Okay, okay, so I'll admit it wasn't actually the wind in my case either.

I just didn't think anybody here would believe anyone could be so stupid as to slam the door themselves. (blush)

smiling bouncing smiley grinning smiley eye rolling smiley spinning smiley sticking its tongue out hot smiley
June 16, 2009 01:02PM
The wind is a bit too obvious... The wife, the dog, the neighbour's kids... You could've blamed them all, but the wind... HELLO?

grinning smiley
rkj
June 16, 2009 01:07PM
Alright Ferdy, you actually have to push those two side detent clips in to get the plug out of the jam plug(its mate that stays put); if you pull that push thingy off you can get a long nose pliers right in there and pull the plug out of its socket providing you push the two latches inward.

I've got good juice at the plug so I guess its into the door we go, Oh goody sad smiley

Will the motors interchange; left and right on the tudoors?, I've got a whole set-up in stock but its for the drivers side. Janet's is the passenger side that's bad ....damit

Thanks, Rick
June 16, 2009 06:14PM
Quote
rkj
Alright Ferdy, you actually have to push those two side detent clips in to get the plug out of the jam plug(its mate that stays put); if you pull that push thingy off you can get a long nose pliers right in there and pull the plug out of its socket providing you push the two latches inward.

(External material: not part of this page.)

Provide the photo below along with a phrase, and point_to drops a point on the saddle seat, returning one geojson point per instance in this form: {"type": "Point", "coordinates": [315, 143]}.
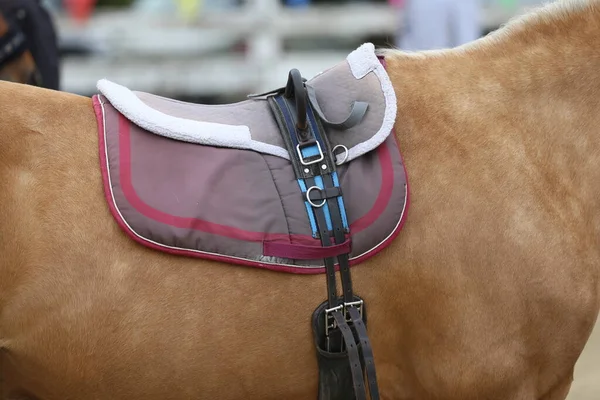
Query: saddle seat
{"type": "Point", "coordinates": [216, 181]}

I've got good juice at the plug so I guess its into the door we go, Oh goody sad smiley

Will the motors interchange; left and right on the tudoors?, I've got a whole set-up in stock but its for the drivers side. Janet's is the passenger side that's bad ....damit

Thanks, Rick

Have you tried grabbing the window and lifting/pushing while someone works the switch?
rkj
June 16, 2009 10:16PM
I did Peter, today, but I'm not that strong yet. I had Janet try it too but no dice. Its funny; one day it worked fine next day nothing confused smiley its like the plug fell off the motor.

As soon as she stops working 24x7 I'll get that door panel off and see whats happen in dare eye rolling smiley my favorite job!